Sharing Our Passion for Technology
& Continuous Learning
Where Automation Lives
This is part of our Quality Assurance (QA) Community of Practice’s testing collection. The goals of this collection are to spark ideas for teams without dedicated testers, to have open discussions about testing, and to share information on testing topics that we’re passionate about.
Today we will be focusing on automated smoke tests (often called acceptance tests), which can live pretty much anywhere. Most delivery pipelines are super flexible and can grab any repo, install requirements, and fire off your automated tests. While automated smoke tests can live anywhere, often the decision as to where is a mix of culture and convenience. Let's take a look at a couple of common places they can exist and understand when and where they should be placed.
Case 1: Automation Code Should be Separate from the Application Code
Let’s say your group is in charge of testing 3 separate applications that
sometimes interact with each other (as in the user can hop from one to the other
and what they do in one app may affect their experience in another app).

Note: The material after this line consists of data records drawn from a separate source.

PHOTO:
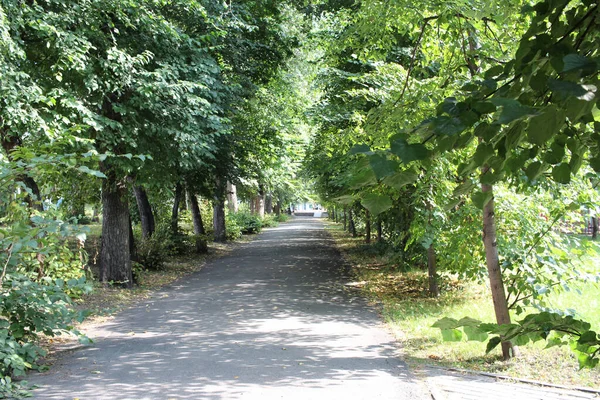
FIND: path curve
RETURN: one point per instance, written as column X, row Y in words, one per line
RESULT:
column 272, row 320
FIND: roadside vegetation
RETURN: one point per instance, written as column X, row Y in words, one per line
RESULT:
column 410, row 312
column 177, row 123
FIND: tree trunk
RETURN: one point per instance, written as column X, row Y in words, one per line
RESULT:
column 351, row 226
column 367, row 226
column 146, row 214
column 201, row 245
column 494, row 270
column 232, row 197
column 115, row 256
column 9, row 144
column 260, row 203
column 434, row 290
column 175, row 212
column 269, row 204
column 220, row 232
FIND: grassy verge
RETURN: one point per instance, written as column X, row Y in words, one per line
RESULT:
column 410, row 313
column 106, row 301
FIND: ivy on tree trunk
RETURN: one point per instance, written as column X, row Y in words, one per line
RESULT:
column 115, row 256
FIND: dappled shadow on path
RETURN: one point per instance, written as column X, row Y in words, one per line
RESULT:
column 271, row 320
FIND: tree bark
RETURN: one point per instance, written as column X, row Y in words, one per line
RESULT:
column 201, row 245
column 9, row 144
column 367, row 226
column 175, row 211
column 220, row 232
column 260, row 203
column 145, row 209
column 232, row 197
column 269, row 204
column 494, row 270
column 434, row 290
column 351, row 226
column 115, row 255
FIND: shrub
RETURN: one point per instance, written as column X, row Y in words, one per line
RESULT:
column 248, row 223
column 28, row 308
column 152, row 252
column 269, row 221
column 283, row 217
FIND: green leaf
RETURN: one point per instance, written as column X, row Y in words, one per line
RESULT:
column 565, row 88
column 382, row 166
column 492, row 344
column 468, row 321
column 376, row 203
column 89, row 171
column 444, row 125
column 464, row 188
column 360, row 149
column 475, row 334
column 520, row 340
column 401, row 179
column 364, row 177
column 534, row 170
column 576, row 61
column 451, row 335
column 344, row 199
column 408, row 152
column 512, row 110
column 494, row 71
column 588, row 337
column 480, row 199
column 562, row 173
column 446, row 323
column 544, row 126
column 483, row 153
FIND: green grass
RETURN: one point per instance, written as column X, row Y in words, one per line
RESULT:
column 410, row 315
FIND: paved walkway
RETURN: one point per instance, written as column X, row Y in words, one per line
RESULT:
column 272, row 320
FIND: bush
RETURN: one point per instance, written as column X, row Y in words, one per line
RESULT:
column 28, row 308
column 248, row 223
column 232, row 227
column 283, row 217
column 151, row 253
column 270, row 221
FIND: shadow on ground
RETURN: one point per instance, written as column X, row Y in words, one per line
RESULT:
column 273, row 319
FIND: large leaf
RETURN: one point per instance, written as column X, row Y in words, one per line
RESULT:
column 401, row 179
column 376, row 203
column 576, row 61
column 562, row 173
column 360, row 149
column 362, row 178
column 544, row 126
column 512, row 110
column 348, row 199
column 492, row 344
column 408, row 152
column 566, row 88
column 382, row 166
column 476, row 334
column 480, row 199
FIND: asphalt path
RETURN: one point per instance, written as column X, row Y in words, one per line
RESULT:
column 274, row 319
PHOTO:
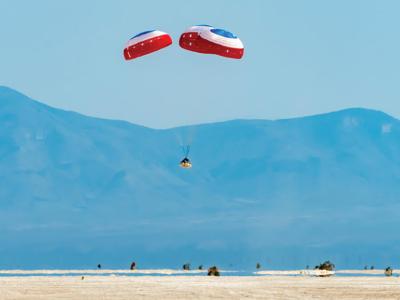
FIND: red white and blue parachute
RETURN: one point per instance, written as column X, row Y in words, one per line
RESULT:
column 145, row 43
column 209, row 40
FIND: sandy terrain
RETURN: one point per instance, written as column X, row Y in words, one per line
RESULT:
column 198, row 287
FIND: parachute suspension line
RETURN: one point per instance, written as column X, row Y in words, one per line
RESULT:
column 187, row 150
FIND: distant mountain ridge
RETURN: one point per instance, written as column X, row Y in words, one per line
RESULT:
column 76, row 190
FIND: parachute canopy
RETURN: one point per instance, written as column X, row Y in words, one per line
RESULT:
column 209, row 40
column 145, row 43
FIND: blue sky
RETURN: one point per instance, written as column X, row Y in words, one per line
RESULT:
column 301, row 57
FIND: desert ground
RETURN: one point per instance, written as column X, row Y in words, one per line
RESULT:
column 119, row 286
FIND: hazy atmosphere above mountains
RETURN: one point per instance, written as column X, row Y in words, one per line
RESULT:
column 78, row 190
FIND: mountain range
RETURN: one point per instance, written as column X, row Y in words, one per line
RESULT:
column 76, row 190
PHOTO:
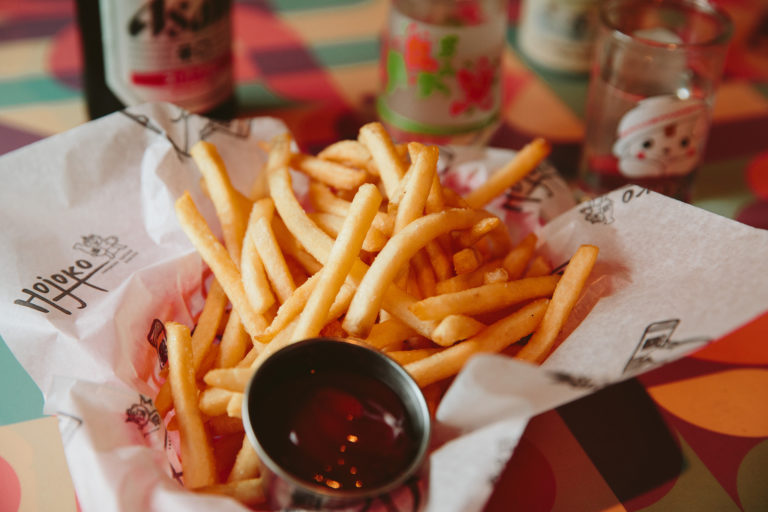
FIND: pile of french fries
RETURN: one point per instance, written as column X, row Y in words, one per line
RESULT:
column 385, row 255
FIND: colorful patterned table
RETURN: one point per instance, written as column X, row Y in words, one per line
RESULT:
column 692, row 435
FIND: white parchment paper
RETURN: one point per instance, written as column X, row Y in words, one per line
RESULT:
column 93, row 254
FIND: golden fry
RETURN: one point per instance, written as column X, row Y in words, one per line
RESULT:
column 343, row 254
column 391, row 168
column 401, row 247
column 272, row 257
column 197, row 460
column 493, row 338
column 231, row 206
column 523, row 163
column 454, row 328
column 214, row 254
column 331, row 173
column 485, row 298
column 564, row 297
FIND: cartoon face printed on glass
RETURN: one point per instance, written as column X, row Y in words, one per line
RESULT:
column 661, row 136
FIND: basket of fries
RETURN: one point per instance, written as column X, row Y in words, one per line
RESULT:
column 218, row 244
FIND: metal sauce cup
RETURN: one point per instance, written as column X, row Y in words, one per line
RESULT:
column 265, row 405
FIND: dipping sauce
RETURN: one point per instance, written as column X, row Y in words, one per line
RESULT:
column 338, row 429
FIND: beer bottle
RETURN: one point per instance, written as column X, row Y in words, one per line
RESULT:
column 139, row 51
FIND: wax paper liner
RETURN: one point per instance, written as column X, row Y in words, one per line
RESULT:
column 93, row 258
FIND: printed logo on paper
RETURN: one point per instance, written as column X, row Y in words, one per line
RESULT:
column 661, row 136
column 144, row 415
column 67, row 288
column 657, row 346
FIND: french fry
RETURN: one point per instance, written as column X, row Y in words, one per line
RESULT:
column 539, row 266
column 217, row 258
column 401, row 247
column 389, row 333
column 485, row 298
column 498, row 275
column 208, row 323
column 564, row 297
column 417, row 277
column 404, row 357
column 331, row 224
column 518, row 258
column 235, row 405
column 224, row 425
column 468, row 280
column 493, row 338
column 331, row 173
column 425, row 275
column 343, row 253
column 234, row 343
column 231, row 206
column 197, row 459
column 323, row 200
column 470, row 237
column 272, row 257
column 523, row 163
column 454, row 328
column 465, row 261
column 213, row 401
column 254, row 276
column 348, row 151
column 421, row 173
column 391, row 168
column 232, row 379
column 247, row 464
column 249, row 492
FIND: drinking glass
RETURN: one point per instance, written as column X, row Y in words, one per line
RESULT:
column 656, row 69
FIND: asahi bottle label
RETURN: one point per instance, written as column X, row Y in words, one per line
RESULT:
column 178, row 51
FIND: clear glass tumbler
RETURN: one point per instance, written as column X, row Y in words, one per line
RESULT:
column 656, row 68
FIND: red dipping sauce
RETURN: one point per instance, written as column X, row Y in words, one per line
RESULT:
column 338, row 429
column 336, row 424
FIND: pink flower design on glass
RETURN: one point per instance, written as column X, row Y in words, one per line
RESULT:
column 476, row 87
column 418, row 53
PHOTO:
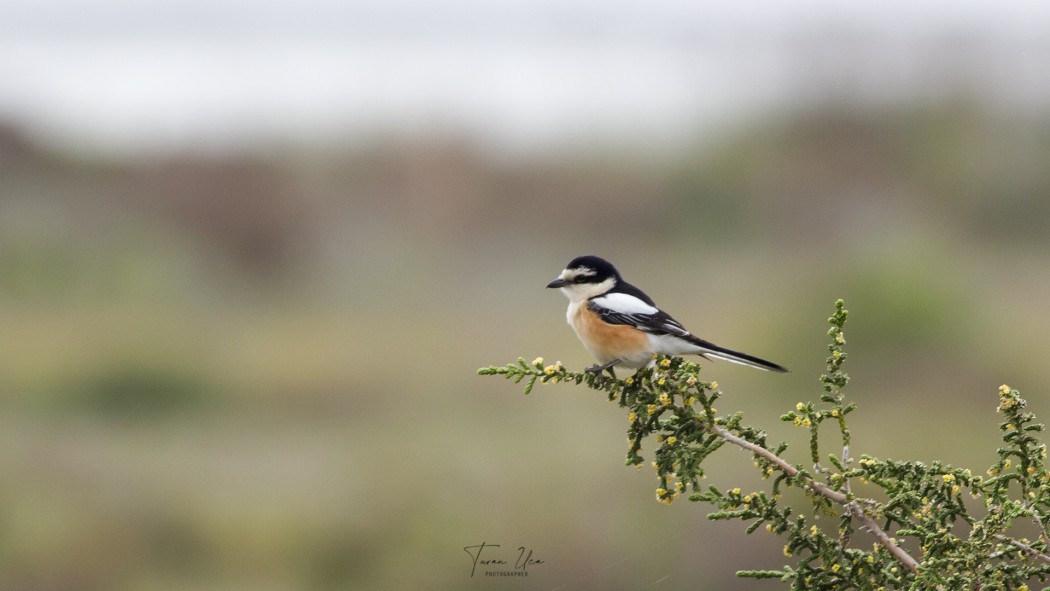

A developer might want User Interface (UI) test scenarios that touch all three
applications. Putting the test automation code from these three apps in a
single, separate repo would allow you to more easily write UI tests that will
crawl across these 1-3 apps. Your tests can use the supporting automation code
(page objects) to do this. Separating out the tests in this way has the added
benefit of producing no duplication of code. Apps 1, 2, and 3 each have lots of
automation code in the form of page objects (or something similar) and all of them
are available to the test creator.
This minimization of duplicated code is the biggest reason to keep your automated test code separate from the application code. It is a decision based on the need to accommodate a specific type of testing: broad end-to-end tests.
Now let's look at the flip side. Writing UI tests so broadly is not very good practice. Those tests will be:
- too long
- too brittle
- so coupled they have common law status
- inefficient
Because of their nature, these types of tests are rarely found in a delivery pipeline, because nobody will trust them to reliably pass. And here a major bias is unearthed - the most useful test automation runs in the pipeline. I’m not saying tests that run outside the pipeline have no value, but they do have less value. Tests that pass in a pipeline allow for trust in an application and the new code that is being deployed. If a developer makes major changes and they see the pipeline stay green, they know the new code meets current best practices. The caveat to this is that this is only true as long as there are some helpful tests being ran.
Case 2: Automation Code Should Live with the Application Code
If your team or organization believes that test automation is important, it is not that much of a leap to then think test automation code is part of the application. Unit tests are considered part of the application, so it is logical that your higher order automation could also attain this status. The main difference here is that your API or UI tests are usually testing a deployed application. If your group has agreed that you don’t want the application getting deployed further down the pipeline toward production until it has passed some kind of live testing (acceptance or smoke tests in this example) then it seems like we’re treating the automated tests as if they really are part of the application.
This is where your team or organization’s culture now becomes a main factor in deciding where to put your tests. Do the developers want to run the tests against localhost? You can accomplish that if need be. Putting the automation test code in the application repo sends the message, “This all needs to work before we can confidently push this application to production.” And now the whole team has a vested interest in having automated tests that are reliable and provide fast feedback. Pushing code to production can be scary but if you trust your automated smoke tests it just becomes a normal part of the day.